Tuesday, June 8, 2010

Reasons why I like living in Newark and Licking County

Reason #21: Black Hand Gorge.

In 1970, my sophomore year in college, I was introduced to
Black Hand Gorge by some upper-class friends. I suspect at
that time it was private property we were traipsing around
on, but we had an awful lot of fun.

The history of the Gorge, or the Licking River 'Narrows' is
the history of our community. Opened up by the Ohio & Erie
Canal, the Gorge was a focal point of early transportation.
The Inter Urban Electric Train system ran along the north
side of the Licking River. The Central Ohio Railroad ran
along the south side of the River.

Significant amounts of stone were quarried from the area
for use in local construction and manufacturing.

When the Dillon Dam was built down river in the 1940's, the
gorge became part of the dam's flood reservoir, and was no
longer suitable for any use other than recreation.

Today it is a State of Ohio Nature Preserve with a bike
path running along the south side of the river. It is a great
place to walk or bike ride. Last weekend there were several
kayakers coming down the river. Not a trip for the faint
at heart when the water is up, but a great time.

It is truly a treasure. We are fortunate to be able to enjoy it.

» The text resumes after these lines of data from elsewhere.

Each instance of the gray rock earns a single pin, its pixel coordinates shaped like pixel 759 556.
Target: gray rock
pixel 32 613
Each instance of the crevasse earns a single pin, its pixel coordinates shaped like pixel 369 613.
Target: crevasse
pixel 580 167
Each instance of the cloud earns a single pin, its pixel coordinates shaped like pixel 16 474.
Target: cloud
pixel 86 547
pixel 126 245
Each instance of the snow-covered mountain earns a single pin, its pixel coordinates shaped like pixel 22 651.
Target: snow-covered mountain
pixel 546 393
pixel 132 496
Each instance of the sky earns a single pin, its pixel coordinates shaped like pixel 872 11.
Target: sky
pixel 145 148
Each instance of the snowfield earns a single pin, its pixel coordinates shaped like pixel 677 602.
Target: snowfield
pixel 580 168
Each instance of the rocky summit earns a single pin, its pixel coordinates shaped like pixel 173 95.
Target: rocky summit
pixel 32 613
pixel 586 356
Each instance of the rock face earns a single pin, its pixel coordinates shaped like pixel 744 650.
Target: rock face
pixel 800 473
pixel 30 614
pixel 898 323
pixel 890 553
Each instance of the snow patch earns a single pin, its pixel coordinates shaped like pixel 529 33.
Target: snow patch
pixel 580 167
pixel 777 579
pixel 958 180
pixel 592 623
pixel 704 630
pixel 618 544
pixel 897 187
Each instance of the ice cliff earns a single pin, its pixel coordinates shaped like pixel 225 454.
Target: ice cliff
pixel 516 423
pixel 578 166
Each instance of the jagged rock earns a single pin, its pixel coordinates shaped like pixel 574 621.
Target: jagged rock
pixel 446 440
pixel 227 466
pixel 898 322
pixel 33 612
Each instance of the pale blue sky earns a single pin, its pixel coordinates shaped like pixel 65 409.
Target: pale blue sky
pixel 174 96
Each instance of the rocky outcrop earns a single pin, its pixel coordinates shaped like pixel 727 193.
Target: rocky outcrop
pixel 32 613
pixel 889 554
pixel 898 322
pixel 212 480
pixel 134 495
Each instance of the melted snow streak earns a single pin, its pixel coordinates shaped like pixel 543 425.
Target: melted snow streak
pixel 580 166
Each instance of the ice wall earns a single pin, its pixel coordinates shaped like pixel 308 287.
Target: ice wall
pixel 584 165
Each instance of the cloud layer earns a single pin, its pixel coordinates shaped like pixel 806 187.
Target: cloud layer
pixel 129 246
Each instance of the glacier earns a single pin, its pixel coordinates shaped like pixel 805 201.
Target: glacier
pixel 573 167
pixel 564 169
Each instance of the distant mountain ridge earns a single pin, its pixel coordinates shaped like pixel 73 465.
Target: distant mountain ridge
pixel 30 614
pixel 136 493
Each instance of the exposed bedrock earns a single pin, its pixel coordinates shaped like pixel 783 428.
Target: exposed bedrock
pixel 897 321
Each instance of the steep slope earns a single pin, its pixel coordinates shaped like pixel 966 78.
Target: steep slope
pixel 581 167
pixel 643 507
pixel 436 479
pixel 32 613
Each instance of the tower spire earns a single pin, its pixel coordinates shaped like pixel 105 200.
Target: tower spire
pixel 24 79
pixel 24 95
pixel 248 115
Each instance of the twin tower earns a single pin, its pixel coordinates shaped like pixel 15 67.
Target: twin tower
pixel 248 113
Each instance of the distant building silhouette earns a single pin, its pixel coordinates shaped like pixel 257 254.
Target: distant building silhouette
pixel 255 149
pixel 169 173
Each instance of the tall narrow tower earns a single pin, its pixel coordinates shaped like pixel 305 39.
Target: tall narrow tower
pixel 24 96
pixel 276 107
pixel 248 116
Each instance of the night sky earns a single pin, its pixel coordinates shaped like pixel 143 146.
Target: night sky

This old log cabin greets visitors to the Nature Preserve

















The water is up. The Licking River flowing east from
the Toboso Bridge.











Lock #16

Lower Lock

Perfect for

walking

through



InterUrban
Tunnel
Used
for 'local'
electric
train
traffic,
1904-1929.

















"Black Hand Rock"
The laid stones at the bottom of the rock are the
remains of the stone tow path from the Ohio and Erie Canal.
The rock had to be
blasted to make room for the path.
The 'black hand' was destroyed during the blasts.




A view from the
Quarry Rim Trail.
The water is a quarry
pond.
In the late 1800's
The Everett Glass
Works in Newark
quarried here for
sandstone which was
then crushed for
use in the
manufacture of
glass
bottles.






















The 'Deep Cut'. In 1850-51 workers blasted and dug
this cut through a wall of solid rock 64' high and 700'
thick. Trains ran through the 'Deep Cut' until the
1940's, when the construction of Dillon Dam forced
the re-location of the rail tracks.







Proof that God
loves life.
Moss, ferns, and
trees
growing out
of the rocks.



























The cause of it all. The Licking River.
Looking west from the Toboso Bridge.